The concentrations used of ACh were high, because ACh is rapidly degraded by the cholinesterases acetylcholinesterase (AChE) and BChE, of which especially BChE is abundant in FCS (33). Therefore, to evaluate ACh at lower concentrations new astrocytes from adult DA rats (10 wk of age) were extracted as above and the experiments were repeated using the same medium and concentration of TNF-α (20ng/ml), in combination with 10 mM/10 μM or 1 μM ACh and 0.6 mM of the cholinesterase inhibitor eserine hemisulfate (E8625, Sigma-Aldrich; dose adopted from Ref. 34 and from personal experience [T.D.-S.]), to completely quench the activities of BChE and AChE. This increases stability of ACh, thereby allowing the usage of lower ACh concentrations. We also attempted to grow the cells without FCS, but with markedly reduced viability. Therefore, cells were initially grown with FCS, but with the stimulation steps performed without FCS. However, also here cell viability was too low to allow for reliable results.

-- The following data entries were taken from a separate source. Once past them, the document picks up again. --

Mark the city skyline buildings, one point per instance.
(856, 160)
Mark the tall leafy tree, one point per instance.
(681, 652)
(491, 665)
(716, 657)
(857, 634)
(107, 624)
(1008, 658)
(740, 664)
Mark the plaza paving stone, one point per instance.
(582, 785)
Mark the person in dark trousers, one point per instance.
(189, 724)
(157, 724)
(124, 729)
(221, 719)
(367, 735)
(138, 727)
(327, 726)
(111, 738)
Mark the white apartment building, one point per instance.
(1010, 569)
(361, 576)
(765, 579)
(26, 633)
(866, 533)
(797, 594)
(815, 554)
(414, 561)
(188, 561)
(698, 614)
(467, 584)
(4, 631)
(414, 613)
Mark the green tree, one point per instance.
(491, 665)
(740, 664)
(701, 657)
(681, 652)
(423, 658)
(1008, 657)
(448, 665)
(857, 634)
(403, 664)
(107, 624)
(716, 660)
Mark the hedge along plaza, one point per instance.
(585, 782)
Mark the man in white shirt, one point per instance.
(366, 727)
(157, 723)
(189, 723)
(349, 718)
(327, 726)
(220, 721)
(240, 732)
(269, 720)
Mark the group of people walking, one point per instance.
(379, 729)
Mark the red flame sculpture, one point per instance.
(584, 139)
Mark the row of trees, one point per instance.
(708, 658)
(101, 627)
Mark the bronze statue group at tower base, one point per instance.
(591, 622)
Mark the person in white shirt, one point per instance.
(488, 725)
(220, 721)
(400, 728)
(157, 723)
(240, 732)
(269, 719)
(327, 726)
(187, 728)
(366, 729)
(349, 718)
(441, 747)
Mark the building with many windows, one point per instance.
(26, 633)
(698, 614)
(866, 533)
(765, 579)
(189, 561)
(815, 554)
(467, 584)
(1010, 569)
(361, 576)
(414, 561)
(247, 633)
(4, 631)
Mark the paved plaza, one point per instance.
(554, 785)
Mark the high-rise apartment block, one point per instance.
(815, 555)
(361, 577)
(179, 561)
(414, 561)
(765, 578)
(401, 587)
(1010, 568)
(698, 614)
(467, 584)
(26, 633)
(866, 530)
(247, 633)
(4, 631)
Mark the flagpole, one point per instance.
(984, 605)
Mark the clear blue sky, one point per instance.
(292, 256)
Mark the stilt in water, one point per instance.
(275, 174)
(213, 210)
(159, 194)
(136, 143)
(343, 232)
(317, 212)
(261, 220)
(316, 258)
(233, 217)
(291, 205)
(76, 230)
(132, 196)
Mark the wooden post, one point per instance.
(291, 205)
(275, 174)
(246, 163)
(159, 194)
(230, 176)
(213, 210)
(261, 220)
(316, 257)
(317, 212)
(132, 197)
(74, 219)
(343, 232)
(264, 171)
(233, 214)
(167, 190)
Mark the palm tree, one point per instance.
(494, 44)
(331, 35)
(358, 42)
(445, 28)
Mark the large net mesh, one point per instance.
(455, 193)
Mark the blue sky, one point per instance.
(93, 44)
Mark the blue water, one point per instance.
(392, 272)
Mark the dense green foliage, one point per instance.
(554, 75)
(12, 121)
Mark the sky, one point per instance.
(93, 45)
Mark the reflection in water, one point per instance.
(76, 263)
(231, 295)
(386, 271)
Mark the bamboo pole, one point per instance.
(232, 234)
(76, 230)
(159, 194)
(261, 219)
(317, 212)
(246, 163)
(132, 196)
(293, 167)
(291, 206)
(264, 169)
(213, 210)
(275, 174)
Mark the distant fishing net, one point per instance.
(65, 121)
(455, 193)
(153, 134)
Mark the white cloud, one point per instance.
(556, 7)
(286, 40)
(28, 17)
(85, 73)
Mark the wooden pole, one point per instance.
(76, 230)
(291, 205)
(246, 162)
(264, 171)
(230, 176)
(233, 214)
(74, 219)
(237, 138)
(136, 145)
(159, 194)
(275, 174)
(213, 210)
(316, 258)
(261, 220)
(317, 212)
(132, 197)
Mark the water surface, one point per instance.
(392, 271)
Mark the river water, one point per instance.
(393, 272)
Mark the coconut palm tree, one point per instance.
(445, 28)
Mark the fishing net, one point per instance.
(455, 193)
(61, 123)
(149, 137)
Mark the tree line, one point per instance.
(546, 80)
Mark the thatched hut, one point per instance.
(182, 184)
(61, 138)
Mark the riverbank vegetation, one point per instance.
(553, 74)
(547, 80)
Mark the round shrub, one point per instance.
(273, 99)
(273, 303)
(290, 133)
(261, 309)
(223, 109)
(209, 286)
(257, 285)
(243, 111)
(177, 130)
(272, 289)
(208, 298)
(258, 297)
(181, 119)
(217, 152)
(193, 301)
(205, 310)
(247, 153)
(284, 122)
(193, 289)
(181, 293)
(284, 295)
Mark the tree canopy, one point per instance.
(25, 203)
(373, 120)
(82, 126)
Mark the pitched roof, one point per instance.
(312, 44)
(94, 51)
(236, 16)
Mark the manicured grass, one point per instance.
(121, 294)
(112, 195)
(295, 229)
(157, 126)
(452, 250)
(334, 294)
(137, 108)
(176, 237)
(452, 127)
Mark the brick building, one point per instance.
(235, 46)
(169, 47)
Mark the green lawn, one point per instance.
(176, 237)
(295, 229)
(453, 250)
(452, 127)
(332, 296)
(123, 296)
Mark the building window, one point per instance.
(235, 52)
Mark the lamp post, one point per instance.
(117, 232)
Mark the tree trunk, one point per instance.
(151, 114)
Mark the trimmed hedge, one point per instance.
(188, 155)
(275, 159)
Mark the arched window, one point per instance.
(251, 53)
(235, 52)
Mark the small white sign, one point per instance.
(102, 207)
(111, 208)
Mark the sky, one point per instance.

Analysis of C3 protein levels

Primary astrocyte and microglia cultures were established from three DA rats as described above. A pilot experiment indicated that C3 levels would be low, and therefore a 48-h stimulation protocol was used. After plating, the cells were left unstimulated (medium only) or they were stimulated with 20 ng/ml TNF-α or TNF-α together with 1 M/0.1 M/0.01 M or 0.001M ACh chloride in medium using 500 μl/well instead of 1 ml. After 24 h an additional 500 μl of the same type of medium was added to the respective well, and after another 24 h the cells were processed for RT-PCR and the supernatants collected for protein quantification. Quantification of C3 protein levels in the undiluted cell supernatants was performed using a rat C3 ELISA kit (GenWay Biotech, San Diego, CA) according to the manufacturer’s instructions. The lowest concentration of the standard was 12.5 ng/ml and was in the linear range of detection. All samples were analyzed in duplicate, with a maximum variability between duplicates of <10% even at the lowest concentrations. Additionally, the experiment was repeated to confirm the reliability of the results, with a similar outcome.

Statistical analysis

The software program R 2.6.0 was used for statistical analyses and graphs depicting eQTL localization using the package qtl1.14-2. For all other analyses significance levels were calculated using an unpaired t test, except for the in vitro data, where one-way ANOVA was used, with Bonferroni post hoc comparisons, all performed using the GraphPad Prism 5.0 (GraphPad Software, San Diego, CA). In general, p < 0.05 was considered statistically significant, except for in the microarray analysis, where p < 0.01 was used with permutation analyses (described above).